More than 10 elementary-school principals from the New Taipei City (新北市) area are being investigated for allegedly accepting kickbacks from school lunch dealers, the Banciao District Prosecutors’ Office said yesterday.
The office has arraigned six school principals for questioning and searched several elementary schools yesterday — including three schools in Banciao (板橋), two in Sinjhuang (新莊), two in Lujhou (蘆洲), and one each in Sansia (三峽) and Shulin (樹林).
A preliminary investigation showed that the lunch dealers might have bribed the school principals to receive a better evaluation grade, enabling them to make a bid for supplying school lunches, prosecutors said.
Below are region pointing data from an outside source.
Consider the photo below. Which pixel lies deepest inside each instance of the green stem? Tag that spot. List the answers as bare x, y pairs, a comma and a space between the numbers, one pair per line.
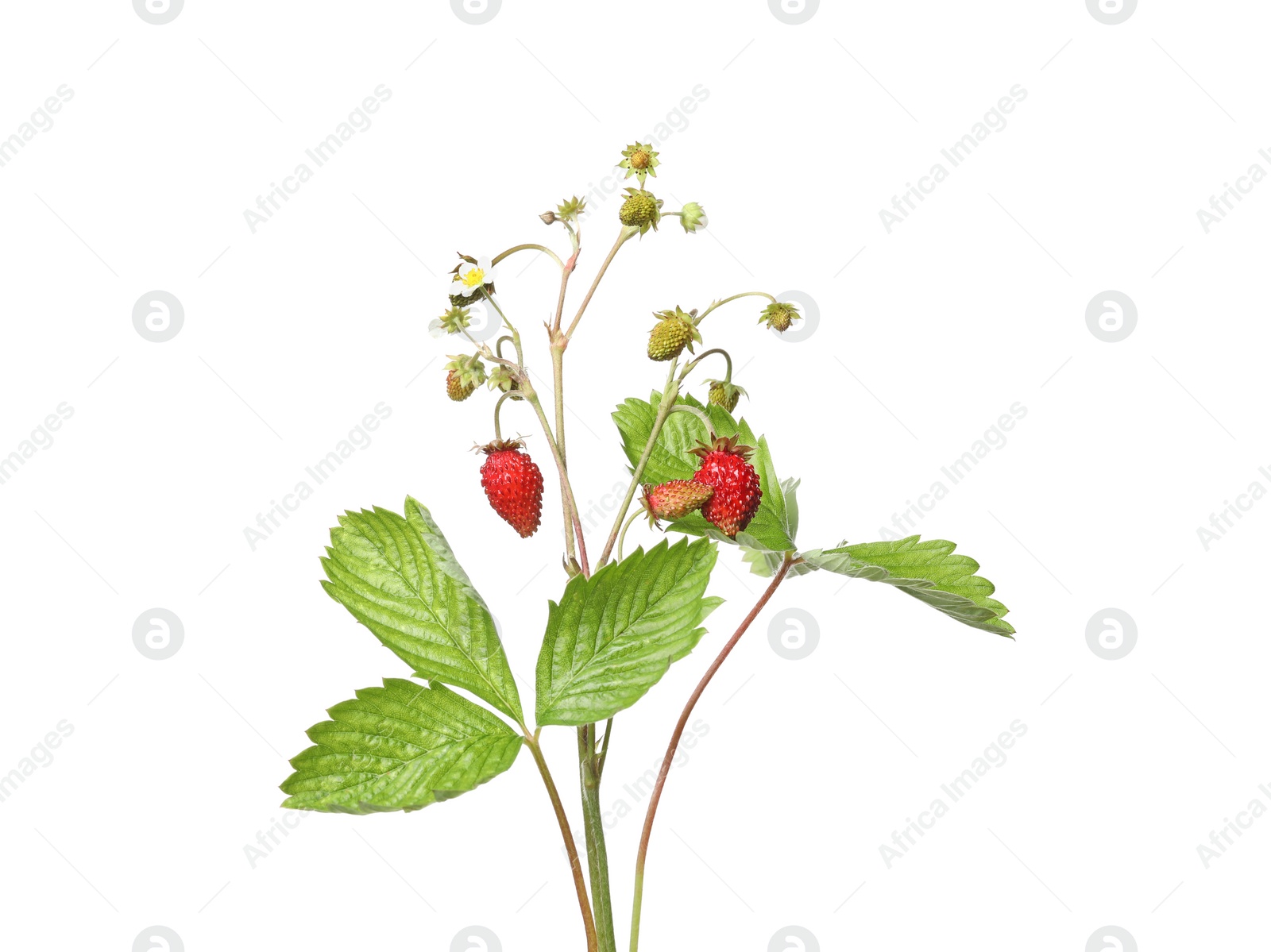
622, 537
642, 854
623, 237
566, 490
693, 364
597, 856
694, 410
499, 404
664, 410
589, 924
500, 257
558, 398
744, 294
Schools usually hold bids for lunchbox suppliers once every semester. To gain an edge, some dealers would add NT$3 to NT$5 per lunchbox as a bribe for school principals, prosecutors said, adding that some school heads were receiving up to NT$200,000 to NT$300,000 a semester.
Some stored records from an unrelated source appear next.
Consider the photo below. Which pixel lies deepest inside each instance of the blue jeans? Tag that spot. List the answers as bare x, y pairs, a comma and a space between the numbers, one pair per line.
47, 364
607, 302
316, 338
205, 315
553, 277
Ten school lunch dealers, which supply more than 80 to 90 percent of the city’s elementary school lunches, were also searched yesterday, they said.
Secondary arraignments targeting members of school committees that evaluate these lunches will be held today, they added.
The prosecution has preliminarily excluded other administrative-level personnel at the schools from the investigation, saying school principals are the primary focus at the moment.
New Taipei City Mayor Eric Chu (朱立倫) said he was sorry to hear about the corruption allegations, vowing that no matter where the money trail leads to, he would track it to the very end.
New Taipei City Deputy Mayor Hou You-yi (侯友宜) said that the issue first came to light in May and the city’s Anti-Corruption Department was asked to look into the matter.
The department found several incidents of principals accepting bribes, or problems with the evaluation committee members, Hou said.
The information was forwarded to the Banciao District Prosecutors’ Office for further investigation, he added.
New Taipei City’s Parents’ Association chairman Wan Chin-yi (王欽益) said he was shocked and also angry on hearing the news, adding that he hoped it was only an error on the part of some schools’ bidding process.